Cara eyed him suspiciously. “And if this barrier has been in place for three thousand years, how did this come to happen, now?”
Richard cleared his throat as they followed him up onto the dais. “Well, I guess it’s my fault. I destroyed the towers’ spells. They no longer stand as a barrier. The wasteland has been restored to the green meadowland it once was.”
The two women appraised him silently. Cara leaned past him to speak to Raina. “And he says he doesn’t know how to use magic.”
Raina shifted her gaze to Richard. “So, what you are saying is that you have caused this war. You made it possible.”
“No. Look, it’s a long story.” Richard raked back his hair. “Even before the barrier was down they were gaining allies here and had started their war. Ebinissia was destroyed before the barrier came down. But now there’s nothing to hold them back, or slow them down. Don’t underestimate them. They use wizards and sorceresses. They wish to destroy all magic.”
“They wish to destroy all magic, yet they use magic themselves? Lord Rahl, that makes no sense,” Cara scoffed.
“You want me to be the magic against magic. Why?” He pointed to the men on either end of the dais. “Because they can only be the steel against steel. It often takes magic to destroy magic.”
Richard gestured, his finger including the two women. “You have magic. And to what purpose? To counter magic. As Mord-Sith, you are able to appropriate the magic of another and turn it against them. It’s the same with them. They use magic to help them destroy magic, just as Darken Rahl used you to torture and kill those with magic who opposed him.
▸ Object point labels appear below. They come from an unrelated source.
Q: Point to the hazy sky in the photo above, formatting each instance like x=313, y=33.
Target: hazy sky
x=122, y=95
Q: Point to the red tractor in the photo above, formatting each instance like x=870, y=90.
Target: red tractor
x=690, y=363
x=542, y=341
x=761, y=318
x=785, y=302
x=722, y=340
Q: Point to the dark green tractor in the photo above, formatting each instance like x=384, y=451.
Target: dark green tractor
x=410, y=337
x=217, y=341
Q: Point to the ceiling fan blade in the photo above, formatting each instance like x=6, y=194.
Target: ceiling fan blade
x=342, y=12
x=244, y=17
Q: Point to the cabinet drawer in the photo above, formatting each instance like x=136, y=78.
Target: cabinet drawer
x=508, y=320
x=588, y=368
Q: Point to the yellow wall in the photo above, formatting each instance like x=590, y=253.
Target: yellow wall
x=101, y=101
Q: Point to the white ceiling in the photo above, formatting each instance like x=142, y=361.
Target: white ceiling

“You have magic; the Order will want to destroy you. I have magic; they’ll want to destroy me. All D’Haran’s have magic, through the bond; eventually the Order will see that and decide to exterminate the taint. Sooner or later, they’ll come to crush D’Hara, just as they would crush the Midlands.”
“The D’Haran troops will crush them, instead,” Ulic said over his shoulder, as if stating with confidence that the sun would set this day as it always did.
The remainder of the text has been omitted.